Hacksaw Ridge was good for a war movie, which is not generally my thing. The style of this in terms of cinematography and storytelling felt old, by which I mean it presented the typical look of big budget Hollywood films. I think if I had watched this one first out of the whole set, I would have been fine with it. But since I had already seen a number of the other best picture noms — most of which were more creative or experimental in their style and tone — this felt old fashioned.
La La Land
Received 14 nominations and won for Director, Cinematography, Actress in a Leading Role (Emma Stone), Original Score, Original Song (“City Of Stars”), and Production Design.
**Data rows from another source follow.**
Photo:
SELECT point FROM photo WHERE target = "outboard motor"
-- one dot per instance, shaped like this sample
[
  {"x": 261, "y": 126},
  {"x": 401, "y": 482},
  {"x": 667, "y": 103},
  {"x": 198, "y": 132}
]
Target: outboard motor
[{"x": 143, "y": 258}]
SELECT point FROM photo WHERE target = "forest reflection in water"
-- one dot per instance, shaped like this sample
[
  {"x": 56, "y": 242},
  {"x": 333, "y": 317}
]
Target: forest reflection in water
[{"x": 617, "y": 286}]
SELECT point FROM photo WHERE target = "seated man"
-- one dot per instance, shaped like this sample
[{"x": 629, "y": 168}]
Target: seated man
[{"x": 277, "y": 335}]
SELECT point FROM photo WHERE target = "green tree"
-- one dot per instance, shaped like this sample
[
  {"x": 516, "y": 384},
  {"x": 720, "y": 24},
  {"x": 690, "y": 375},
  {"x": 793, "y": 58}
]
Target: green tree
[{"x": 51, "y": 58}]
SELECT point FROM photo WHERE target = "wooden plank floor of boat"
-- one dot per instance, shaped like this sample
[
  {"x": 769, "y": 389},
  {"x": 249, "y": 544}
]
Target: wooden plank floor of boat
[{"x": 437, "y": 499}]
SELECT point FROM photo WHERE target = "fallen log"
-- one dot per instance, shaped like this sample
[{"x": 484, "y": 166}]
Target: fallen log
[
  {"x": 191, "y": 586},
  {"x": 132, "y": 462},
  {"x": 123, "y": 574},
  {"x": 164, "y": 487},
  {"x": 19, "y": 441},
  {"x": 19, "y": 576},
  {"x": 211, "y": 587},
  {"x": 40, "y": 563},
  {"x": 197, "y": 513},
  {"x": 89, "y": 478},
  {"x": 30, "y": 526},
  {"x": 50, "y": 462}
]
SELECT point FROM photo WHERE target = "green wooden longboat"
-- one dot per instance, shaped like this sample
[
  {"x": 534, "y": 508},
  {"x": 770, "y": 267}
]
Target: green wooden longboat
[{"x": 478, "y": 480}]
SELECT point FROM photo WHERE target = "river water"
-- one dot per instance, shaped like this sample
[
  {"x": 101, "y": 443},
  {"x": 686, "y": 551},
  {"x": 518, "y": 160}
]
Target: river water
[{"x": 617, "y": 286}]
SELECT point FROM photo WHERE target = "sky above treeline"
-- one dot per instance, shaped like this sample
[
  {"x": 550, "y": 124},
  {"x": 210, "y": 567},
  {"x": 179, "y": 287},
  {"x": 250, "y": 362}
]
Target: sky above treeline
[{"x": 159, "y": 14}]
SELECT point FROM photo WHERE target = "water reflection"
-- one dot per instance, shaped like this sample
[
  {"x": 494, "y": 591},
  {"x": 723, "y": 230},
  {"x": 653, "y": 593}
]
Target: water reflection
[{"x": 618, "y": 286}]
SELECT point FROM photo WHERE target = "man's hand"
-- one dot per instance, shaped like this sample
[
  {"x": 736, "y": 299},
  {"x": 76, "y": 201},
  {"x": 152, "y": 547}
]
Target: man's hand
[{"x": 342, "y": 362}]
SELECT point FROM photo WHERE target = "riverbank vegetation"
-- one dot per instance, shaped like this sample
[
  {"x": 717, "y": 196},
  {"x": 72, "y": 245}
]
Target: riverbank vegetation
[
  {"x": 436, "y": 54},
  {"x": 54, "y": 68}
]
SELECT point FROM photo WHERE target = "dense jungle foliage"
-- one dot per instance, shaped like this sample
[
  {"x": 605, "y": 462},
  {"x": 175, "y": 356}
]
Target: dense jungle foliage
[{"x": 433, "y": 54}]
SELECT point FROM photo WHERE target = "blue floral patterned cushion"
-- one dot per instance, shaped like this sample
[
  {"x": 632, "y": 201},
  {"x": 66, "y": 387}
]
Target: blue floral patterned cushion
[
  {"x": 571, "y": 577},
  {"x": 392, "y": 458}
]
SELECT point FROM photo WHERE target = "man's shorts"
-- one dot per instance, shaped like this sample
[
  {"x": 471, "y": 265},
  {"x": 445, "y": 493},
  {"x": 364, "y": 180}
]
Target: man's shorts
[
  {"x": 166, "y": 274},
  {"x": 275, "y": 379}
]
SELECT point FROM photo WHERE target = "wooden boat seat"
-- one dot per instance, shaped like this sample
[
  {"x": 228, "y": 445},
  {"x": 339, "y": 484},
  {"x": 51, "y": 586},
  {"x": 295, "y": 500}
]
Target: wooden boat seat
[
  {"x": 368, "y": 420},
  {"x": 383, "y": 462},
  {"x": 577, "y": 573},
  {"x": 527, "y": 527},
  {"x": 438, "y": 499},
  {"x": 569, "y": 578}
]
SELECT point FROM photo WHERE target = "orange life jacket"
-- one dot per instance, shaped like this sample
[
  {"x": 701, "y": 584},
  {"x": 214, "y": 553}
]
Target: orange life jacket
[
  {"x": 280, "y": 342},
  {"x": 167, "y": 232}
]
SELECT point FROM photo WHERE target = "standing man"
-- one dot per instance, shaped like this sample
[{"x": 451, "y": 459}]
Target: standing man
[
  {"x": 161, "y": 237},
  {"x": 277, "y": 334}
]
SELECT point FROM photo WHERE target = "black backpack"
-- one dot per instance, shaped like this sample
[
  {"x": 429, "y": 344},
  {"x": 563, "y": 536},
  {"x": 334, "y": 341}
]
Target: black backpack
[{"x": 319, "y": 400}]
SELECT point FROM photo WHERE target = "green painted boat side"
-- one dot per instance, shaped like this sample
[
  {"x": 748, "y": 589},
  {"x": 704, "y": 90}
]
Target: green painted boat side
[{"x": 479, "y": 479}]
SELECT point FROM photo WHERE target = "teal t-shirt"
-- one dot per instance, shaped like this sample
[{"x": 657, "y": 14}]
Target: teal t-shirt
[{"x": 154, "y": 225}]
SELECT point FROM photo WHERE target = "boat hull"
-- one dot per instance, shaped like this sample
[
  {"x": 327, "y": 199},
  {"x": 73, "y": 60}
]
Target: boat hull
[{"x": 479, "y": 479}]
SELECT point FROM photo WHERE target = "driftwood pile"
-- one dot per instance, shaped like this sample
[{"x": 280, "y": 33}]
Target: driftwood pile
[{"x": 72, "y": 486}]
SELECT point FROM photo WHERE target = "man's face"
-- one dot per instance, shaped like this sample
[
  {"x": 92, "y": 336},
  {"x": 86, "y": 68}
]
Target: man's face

La La Land is fun and all for a musical about two beautiful young people trying to make it big in Hollywood. The cinematography was pretty for the most part and the music was great — but otherwise it was pretty mediocre. I like both Emma Stone and Ryan Gosling, who are great actors, but not great dancers or singers. The story is a bit light on emotional depth, as well. Nostalgia seems to be the greatest factor driving many people’s love for this (that and maybe how much Hollywood loves its own mythology), although it doesn’t quite live up to the classic musicals it’s meant to be in homage to. Fun enough to entertain, but nothing special.
* * *
In related news, the Razzies — which I don’t normally pay attention to — announced their “Worst” awards in film, with Hillary’s America garnering Worst Director, Worst Actor, Worst Actress, and Worst Picture. And that’s kind of awesome.